The way to think about Magnite, is the same as you'd buy a stock via your brokerage firm. But what Magnite is attempting to deliver is more in the way of programmatic inventory.
This means that rather than negotiating via direct sales for advertising space, brands, and ad agencies are able to rely on programmatic advertising to maximize ROIs for advertising, by lowering their advertising costs.
The stock is not a clear-cut buy, as there continues to be a lot of headwinds that Magnite has to overcome, particularly with regards to how it balances growth, while at the same time delivering its balance sheet.
All that being said, I believe that investors' expectations have been sufficiently suppressed, that anything that isn't strictly bad news , investors are more than willing to give Magnite a pass on.
Why Magnite? Why Now?
Magnite is an adtech business. A sector that has been remarkably out of favor with investors. Why? Because recession fear continues to pervade the market leading Magnite's share price to be very volatile.
For context, consider the graphic below which highlights Magnite's different advertising channels.
What we can see right now is that CTV makes up around 40% of the total business.
And that's the key area that Magnite is putting the bulk of its resources behind. The main question for investors is this, can Magnite as a leading supply-side platform continue to outgrow its peers and take market share? In an effort to assuage investors' concerns, this is what Magnite opened its earnings call with:
Our growth and outperformance relative to walled gardens and numerous peers in Q1 is further evidence that our strategy is working and there is a big opportunity for a leading sell-side platform to serve the open Internet. It is most evident in CTV. (emphasis added)
Before going further, let's attempt to understand what Magnite is trying to benefit from. Magnite seeks to be able to monetize CTV and other digital surfaces, including mobile, so that brands can advertise away from the walled gardens of advertising.
There's been a crack made in the advertising walled gardens. Meaning that to reach viewers, particularly on CTV, brands are being forced to opt for players with substantial inventory but not necessarily on Alphabet's ( GOOG )( GOOGL ), Meta ( META ), or Amazon's ( AMZN ) properties. However, before readers get too excited, I should remind readers that these walled garden players have ample wherewithal to ensure they remain dominant in digital advertising.

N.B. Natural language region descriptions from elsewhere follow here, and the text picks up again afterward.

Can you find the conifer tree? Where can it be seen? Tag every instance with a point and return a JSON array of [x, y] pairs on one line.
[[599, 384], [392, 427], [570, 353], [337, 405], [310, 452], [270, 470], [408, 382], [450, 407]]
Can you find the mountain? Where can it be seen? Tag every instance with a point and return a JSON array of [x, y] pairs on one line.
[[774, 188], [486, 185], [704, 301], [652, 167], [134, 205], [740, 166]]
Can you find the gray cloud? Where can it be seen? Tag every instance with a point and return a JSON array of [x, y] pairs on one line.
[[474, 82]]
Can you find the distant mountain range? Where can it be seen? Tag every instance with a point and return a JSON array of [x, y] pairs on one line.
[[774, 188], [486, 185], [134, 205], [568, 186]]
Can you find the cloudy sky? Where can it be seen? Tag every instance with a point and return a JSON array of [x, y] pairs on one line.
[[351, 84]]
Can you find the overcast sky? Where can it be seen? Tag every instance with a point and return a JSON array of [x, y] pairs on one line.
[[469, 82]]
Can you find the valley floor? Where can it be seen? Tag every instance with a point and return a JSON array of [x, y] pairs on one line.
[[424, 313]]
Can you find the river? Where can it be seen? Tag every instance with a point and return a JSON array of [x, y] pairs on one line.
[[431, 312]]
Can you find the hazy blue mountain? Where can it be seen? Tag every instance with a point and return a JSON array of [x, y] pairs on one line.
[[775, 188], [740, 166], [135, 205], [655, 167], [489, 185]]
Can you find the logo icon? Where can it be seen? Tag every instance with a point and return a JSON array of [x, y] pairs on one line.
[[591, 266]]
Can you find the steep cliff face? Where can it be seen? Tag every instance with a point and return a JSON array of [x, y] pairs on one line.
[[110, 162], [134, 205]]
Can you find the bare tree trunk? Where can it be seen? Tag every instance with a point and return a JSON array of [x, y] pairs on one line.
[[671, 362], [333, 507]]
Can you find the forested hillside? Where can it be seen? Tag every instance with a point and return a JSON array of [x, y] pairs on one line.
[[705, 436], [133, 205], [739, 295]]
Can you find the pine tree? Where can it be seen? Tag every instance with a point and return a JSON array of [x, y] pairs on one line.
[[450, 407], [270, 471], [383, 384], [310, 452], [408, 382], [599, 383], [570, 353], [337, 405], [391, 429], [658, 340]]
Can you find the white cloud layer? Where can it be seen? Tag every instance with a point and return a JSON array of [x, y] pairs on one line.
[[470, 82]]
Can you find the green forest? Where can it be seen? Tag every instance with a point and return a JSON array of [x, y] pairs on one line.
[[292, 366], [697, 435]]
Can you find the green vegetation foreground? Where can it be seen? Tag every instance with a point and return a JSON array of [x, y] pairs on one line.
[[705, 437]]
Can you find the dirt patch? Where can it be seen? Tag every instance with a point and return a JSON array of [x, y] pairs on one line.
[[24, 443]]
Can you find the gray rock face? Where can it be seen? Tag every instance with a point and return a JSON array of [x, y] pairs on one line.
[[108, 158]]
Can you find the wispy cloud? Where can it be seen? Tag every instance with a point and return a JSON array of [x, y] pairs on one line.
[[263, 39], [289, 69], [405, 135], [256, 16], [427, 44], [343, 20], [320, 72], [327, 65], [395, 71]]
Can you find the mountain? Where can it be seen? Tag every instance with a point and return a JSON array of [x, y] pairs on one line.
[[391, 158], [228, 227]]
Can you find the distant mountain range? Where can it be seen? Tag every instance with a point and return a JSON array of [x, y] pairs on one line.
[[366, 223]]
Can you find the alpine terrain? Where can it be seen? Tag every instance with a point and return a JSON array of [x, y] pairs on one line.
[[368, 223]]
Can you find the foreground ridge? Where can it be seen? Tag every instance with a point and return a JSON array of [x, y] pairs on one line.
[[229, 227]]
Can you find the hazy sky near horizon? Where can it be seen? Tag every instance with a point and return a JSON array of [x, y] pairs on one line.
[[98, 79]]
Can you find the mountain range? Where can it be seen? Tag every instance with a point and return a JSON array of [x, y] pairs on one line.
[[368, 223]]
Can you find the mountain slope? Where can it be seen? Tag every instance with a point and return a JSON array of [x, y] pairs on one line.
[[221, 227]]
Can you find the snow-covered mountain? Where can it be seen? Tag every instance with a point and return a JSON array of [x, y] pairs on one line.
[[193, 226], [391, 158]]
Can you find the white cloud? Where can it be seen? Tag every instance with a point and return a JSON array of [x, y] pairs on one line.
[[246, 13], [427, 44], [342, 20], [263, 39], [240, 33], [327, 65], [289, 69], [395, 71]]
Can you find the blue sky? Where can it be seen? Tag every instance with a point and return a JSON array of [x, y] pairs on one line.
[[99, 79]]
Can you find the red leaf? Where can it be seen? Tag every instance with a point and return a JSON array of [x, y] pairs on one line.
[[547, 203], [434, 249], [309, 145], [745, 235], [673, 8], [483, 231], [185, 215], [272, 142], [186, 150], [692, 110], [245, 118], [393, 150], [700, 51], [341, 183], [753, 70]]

Revenue Growth Rates Continue To Trickle Along
Magnite's growth rates are not magnificent, but rather middle-of-the-road, with about 10% revenue growth rates including Traffic Acquisition Costs. However, given that the advertising market is as weak as it is, for Magnite to continue to guide that it's going to tick along at a steady rate into the end of 2023, has been welcomed by investors.
Arguably, the most compelling aspect to the bull case is the inroads that Magnite continues to make into the CTV market. In Q1 2023, CTV made just a nudge below 10% y/y growth rates. And looking ahead to Q2 2023, at the high end of the guidance, Magnite's CTV revenues could reach 12% y/y revenue growth rates.

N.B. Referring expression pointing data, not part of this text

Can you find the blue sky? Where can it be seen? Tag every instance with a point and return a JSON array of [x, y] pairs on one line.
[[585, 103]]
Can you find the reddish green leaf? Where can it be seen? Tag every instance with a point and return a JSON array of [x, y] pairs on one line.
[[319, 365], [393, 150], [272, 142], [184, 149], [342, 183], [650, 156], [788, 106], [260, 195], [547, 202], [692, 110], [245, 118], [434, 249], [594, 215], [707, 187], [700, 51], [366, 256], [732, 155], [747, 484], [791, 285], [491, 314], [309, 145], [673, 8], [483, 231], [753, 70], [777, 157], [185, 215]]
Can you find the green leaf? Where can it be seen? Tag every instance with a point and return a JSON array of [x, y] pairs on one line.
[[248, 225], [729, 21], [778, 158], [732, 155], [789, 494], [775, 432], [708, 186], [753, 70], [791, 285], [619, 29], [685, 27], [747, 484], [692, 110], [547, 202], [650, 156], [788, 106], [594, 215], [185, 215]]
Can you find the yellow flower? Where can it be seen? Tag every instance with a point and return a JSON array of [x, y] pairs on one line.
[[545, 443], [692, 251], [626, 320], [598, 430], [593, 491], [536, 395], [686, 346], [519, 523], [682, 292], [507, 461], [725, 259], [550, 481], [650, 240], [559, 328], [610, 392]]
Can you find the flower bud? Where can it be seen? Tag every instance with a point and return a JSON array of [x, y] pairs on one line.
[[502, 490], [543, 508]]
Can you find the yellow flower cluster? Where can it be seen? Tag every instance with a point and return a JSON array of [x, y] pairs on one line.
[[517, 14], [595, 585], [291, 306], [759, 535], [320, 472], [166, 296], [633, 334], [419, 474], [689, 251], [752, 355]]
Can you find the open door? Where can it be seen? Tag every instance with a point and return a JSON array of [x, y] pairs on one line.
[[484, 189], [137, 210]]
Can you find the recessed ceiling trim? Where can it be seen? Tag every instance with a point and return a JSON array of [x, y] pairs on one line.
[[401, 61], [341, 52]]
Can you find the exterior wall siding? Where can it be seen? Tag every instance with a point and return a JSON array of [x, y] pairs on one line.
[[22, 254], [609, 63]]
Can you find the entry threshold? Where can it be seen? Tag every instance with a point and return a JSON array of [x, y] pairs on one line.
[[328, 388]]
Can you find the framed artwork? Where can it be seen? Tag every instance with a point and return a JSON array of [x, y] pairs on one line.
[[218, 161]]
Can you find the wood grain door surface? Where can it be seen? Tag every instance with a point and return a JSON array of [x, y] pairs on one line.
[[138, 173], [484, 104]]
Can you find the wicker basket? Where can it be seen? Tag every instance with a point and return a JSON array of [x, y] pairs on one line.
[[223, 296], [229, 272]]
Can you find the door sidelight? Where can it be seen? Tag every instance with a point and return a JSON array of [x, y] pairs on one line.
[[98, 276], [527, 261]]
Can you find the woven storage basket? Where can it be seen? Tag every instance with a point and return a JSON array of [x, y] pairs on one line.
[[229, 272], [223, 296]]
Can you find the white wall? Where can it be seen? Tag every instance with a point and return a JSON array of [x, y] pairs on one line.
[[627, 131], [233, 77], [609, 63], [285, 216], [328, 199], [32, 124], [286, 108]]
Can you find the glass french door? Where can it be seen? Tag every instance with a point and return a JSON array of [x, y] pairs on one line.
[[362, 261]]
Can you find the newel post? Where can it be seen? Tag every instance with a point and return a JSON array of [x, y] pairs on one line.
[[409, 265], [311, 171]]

Recall, Q4 2023 saw its CTV revenues growing at nearly 20% y/y. And at the time of the Q4 report, CTV was being guided for Q1 to grow by a paltry 7% y/y at the high end . For investors, given the hopes they had for Magnite's CTV prospects, for CTV to go from about 20% y/y growth rates, down to 7% y/y growth rates was not commensurate with a secular growth story.
However, when Magnite's Q1 ultimately was reported, CTV revenues grew by 10% and the guidance ahead for CTV points to 12% y/y revenue growth rates. In short, the CTV story can still have some room to positively impress investors.

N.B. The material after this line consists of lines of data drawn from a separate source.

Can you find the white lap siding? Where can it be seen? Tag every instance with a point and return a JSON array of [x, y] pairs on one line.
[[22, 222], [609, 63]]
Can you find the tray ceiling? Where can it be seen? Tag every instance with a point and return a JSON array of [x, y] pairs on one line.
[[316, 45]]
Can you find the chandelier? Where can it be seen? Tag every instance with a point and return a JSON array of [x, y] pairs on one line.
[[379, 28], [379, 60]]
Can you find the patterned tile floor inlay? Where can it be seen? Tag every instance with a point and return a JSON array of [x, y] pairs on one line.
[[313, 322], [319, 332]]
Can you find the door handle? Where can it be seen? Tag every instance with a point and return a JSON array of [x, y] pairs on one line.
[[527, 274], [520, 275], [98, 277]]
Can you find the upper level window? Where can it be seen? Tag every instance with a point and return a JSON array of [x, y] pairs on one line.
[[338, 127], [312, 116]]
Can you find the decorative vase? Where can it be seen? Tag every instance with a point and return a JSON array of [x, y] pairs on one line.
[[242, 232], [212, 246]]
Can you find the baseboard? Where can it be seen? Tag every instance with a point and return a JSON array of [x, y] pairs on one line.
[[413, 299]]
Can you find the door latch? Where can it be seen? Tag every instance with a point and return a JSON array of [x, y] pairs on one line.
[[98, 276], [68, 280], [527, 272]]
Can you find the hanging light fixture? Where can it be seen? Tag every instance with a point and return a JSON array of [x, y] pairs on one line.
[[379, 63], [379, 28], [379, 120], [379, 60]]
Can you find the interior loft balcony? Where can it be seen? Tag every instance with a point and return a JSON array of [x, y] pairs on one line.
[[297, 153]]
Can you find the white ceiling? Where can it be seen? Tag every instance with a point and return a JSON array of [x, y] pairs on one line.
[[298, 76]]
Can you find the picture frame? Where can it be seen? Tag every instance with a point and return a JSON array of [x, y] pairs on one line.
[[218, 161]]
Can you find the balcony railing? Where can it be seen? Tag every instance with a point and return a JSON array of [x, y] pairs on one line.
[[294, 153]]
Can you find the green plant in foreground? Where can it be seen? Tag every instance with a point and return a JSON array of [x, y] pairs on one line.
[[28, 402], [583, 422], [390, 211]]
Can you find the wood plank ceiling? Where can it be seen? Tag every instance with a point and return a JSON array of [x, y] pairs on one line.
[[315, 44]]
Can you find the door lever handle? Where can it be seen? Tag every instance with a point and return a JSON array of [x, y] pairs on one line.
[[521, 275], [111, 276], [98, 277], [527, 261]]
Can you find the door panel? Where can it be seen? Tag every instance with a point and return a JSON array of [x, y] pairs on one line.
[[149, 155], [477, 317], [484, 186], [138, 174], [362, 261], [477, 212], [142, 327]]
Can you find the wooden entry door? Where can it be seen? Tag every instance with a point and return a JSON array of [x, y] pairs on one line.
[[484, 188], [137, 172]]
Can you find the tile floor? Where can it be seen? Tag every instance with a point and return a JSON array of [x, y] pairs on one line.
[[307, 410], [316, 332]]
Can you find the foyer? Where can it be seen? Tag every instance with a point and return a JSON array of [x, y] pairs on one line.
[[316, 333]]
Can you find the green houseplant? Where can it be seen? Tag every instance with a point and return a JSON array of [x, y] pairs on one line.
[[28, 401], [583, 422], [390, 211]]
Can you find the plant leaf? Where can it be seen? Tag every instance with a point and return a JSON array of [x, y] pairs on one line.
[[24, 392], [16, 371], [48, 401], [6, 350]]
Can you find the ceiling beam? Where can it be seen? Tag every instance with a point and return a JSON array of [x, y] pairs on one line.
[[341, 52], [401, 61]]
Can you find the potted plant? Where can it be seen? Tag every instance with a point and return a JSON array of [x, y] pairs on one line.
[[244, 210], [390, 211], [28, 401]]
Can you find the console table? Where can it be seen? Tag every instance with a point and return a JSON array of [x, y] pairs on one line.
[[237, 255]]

This would be a reacceleration from Q1 and particularly welcome
MGNI Stock Valuation - 16x Forward Free Cash Flow
Magnite continues to assert as it has done in the previous quarter that it will report at least $100 million of free cash flow in 2023.
This puts the stock priced at 16x forward free cash flow. That's not an exaggerated multiple, by any stretch. But it is extended relative to other adtech players such as Digital Turbine ( APPS ) and PubMatic ( PUBM ).
Furthermore, compared with its peers, Magnite's balance sheet holds a significant amount of leverage.
More specifically, Magnite holds more than $400 million of net debt. Meaning that even if Magnite wished to pay down all its debt, it would take more than 4 years, assuming a stable advertising market, and longer if the advertising market were to weaken further.
The Bottom Line
The advertising sector is starting to show some green shoots of vitality. I'm not going to assert that everything is perfect. Far from it. But it appears to me that it's looking more healthy than it has in a very long time.